Intel has been aware of the exploits for months and has been working behind the scenes with operating system providers to resolve the issue. However they chose not to make an official announcement about the exploits to everyone else, including Nor-Tech, until Jan. 3 when the information had already become public.

Nor-Tech’s engineering team is always available to assure continuity of our clients’ operations and this situation is no different. We will update this as we learn more from our hardware and operating system vendors. Please do not hesitate to contact us for the latest news and to learn what can be done to implement updates and any other fixes that are available.

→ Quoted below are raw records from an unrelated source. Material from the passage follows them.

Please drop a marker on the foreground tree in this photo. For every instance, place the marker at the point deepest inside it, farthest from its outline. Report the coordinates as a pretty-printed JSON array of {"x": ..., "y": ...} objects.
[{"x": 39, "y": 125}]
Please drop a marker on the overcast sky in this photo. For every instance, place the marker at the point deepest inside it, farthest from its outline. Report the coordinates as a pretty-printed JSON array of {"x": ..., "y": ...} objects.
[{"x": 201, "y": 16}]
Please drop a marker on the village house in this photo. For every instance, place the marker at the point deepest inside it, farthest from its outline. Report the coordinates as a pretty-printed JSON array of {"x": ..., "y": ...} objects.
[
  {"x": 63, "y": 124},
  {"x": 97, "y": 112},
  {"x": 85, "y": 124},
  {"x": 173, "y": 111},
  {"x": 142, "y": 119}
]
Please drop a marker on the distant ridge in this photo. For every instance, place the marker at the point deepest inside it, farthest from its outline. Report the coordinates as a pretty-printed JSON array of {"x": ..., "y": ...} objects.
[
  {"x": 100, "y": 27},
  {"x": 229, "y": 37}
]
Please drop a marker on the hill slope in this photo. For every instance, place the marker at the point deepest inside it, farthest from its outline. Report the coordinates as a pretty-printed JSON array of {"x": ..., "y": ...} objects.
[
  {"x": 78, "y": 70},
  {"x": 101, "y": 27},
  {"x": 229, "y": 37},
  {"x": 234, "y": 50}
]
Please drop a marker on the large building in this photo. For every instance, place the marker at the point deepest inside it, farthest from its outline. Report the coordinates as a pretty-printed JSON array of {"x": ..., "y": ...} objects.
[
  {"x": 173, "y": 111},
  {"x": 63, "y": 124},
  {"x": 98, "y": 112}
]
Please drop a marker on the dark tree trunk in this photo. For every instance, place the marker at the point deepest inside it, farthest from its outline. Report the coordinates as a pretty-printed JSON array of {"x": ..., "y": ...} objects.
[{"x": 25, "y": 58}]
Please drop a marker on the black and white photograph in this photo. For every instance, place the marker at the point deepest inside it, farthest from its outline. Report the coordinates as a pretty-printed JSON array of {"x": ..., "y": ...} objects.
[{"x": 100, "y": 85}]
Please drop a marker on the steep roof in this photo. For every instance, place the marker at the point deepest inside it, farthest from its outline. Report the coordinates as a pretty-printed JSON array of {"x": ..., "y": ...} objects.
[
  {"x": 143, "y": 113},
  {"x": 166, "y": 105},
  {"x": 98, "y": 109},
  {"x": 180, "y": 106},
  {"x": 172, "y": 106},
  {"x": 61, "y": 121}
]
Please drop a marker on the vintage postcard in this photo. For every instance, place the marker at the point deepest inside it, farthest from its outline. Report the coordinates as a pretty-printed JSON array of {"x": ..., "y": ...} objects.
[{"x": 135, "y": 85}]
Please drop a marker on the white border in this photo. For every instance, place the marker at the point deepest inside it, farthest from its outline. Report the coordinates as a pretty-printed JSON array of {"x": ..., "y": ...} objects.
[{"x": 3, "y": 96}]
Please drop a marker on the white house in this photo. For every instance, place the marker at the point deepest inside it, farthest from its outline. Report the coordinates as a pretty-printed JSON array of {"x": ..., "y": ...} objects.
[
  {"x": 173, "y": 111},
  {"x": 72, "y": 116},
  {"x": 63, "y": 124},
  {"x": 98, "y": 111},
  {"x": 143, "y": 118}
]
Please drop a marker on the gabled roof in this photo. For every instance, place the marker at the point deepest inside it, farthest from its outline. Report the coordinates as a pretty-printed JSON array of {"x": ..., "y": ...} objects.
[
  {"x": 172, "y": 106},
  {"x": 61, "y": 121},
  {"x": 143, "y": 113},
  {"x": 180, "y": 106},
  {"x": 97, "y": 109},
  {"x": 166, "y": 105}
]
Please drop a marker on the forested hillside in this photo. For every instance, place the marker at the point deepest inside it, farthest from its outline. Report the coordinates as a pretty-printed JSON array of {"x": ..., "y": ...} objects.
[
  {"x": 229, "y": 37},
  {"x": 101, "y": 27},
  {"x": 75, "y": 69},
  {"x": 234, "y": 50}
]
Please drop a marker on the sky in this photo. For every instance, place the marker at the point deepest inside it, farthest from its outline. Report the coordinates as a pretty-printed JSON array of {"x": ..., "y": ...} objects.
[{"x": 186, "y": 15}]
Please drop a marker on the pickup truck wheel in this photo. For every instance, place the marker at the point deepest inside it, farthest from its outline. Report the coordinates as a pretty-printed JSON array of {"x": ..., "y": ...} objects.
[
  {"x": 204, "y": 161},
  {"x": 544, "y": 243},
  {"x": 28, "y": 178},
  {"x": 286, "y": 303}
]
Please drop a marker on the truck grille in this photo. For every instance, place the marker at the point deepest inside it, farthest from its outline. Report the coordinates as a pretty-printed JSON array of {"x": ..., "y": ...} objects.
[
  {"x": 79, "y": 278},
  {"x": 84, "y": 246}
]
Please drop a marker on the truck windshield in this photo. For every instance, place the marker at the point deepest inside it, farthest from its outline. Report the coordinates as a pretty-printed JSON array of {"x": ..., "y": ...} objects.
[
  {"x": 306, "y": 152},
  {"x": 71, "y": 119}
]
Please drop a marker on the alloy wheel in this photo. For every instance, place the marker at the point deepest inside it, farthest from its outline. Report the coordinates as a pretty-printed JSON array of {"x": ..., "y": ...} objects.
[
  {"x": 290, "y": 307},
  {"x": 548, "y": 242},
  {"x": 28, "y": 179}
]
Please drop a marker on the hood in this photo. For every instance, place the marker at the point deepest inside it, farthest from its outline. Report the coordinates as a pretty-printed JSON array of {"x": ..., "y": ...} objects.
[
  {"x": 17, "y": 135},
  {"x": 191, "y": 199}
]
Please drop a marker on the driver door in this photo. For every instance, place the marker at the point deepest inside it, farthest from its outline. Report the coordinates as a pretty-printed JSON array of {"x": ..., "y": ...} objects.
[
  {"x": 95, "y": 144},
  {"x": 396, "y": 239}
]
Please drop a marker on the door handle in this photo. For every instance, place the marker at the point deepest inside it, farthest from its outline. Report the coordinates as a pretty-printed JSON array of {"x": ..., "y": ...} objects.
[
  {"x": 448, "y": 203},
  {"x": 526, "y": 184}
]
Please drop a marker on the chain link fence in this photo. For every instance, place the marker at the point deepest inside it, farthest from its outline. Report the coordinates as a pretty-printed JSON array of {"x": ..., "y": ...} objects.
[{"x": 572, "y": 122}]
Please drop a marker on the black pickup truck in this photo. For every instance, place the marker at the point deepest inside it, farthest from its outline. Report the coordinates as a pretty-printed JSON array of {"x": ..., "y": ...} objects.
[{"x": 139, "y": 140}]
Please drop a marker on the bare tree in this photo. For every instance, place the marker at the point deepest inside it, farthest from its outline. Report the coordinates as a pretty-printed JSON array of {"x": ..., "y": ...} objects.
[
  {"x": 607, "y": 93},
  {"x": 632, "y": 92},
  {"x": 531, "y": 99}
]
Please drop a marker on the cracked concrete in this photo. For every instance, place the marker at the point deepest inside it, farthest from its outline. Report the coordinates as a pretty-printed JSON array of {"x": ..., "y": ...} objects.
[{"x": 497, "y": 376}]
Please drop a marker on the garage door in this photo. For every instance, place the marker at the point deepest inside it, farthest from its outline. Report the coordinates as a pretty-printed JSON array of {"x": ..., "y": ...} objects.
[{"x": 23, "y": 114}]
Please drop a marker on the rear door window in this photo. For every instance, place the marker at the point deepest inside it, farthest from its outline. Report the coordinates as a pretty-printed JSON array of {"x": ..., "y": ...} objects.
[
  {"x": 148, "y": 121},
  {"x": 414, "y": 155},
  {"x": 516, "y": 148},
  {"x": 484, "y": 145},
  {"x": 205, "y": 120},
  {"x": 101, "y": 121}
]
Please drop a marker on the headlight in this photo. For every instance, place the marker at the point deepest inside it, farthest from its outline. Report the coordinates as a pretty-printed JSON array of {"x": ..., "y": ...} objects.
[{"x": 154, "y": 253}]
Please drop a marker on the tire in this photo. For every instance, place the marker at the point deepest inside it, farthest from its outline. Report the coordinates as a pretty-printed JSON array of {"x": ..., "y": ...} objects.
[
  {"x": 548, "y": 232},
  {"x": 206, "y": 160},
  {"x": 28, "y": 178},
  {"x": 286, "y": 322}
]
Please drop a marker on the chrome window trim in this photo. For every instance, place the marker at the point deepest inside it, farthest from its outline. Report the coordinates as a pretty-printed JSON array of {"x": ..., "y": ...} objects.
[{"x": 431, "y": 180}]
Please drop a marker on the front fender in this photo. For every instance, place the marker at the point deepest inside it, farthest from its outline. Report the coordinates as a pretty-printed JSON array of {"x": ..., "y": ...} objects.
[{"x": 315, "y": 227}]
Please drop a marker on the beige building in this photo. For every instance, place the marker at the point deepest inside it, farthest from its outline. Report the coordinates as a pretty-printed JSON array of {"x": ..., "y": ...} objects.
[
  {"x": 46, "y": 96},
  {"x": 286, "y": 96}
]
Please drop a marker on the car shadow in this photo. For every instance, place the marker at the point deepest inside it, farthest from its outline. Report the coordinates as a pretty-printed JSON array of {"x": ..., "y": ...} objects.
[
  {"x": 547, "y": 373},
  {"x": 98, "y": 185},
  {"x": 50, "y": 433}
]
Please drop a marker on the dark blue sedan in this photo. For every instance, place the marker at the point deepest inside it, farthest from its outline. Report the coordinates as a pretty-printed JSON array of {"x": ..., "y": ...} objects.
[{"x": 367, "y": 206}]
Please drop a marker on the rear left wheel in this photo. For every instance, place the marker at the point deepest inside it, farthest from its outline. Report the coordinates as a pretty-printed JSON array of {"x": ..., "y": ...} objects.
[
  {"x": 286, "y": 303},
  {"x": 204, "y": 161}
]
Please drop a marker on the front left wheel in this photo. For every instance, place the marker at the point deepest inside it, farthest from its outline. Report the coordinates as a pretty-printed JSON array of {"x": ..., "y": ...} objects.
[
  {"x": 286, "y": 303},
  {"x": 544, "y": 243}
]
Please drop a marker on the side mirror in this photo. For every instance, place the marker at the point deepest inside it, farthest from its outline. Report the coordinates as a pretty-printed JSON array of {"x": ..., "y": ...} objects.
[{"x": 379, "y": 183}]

Following is a summary of information on the two exploits from: https://www.anandtech.com/show/12214/understanding-meltdown-and-spectre

Meltdown

The immediate concern is the Meltdown exploit, which primarily affects Intel’s CPUs, but also affects some ARM CPU designs. With Meltdown, it is possible for malicious code to abuse Intel and ARM’s speculative execution implementations to get the processor to leak information from other processes. As a result, Meltdown can be used to spy on other processes and leak information that should be restricted to the kernel, other programs, or other virtual machines.

Spectre

Meanwhile a second class of attacks, Spectre, puts an even greater number of processors at risk. Every high-performance processor ever made – Intel, AMD, ARM, and POWER – may be vulnerable. Like Meltdown, a Spectre attack abuses speculative execution in order to mine information that should be restricted. Spectre is much more insidious than Meltdown. Spectre poses a fundamental risk of speculative execution that can now be weaponized.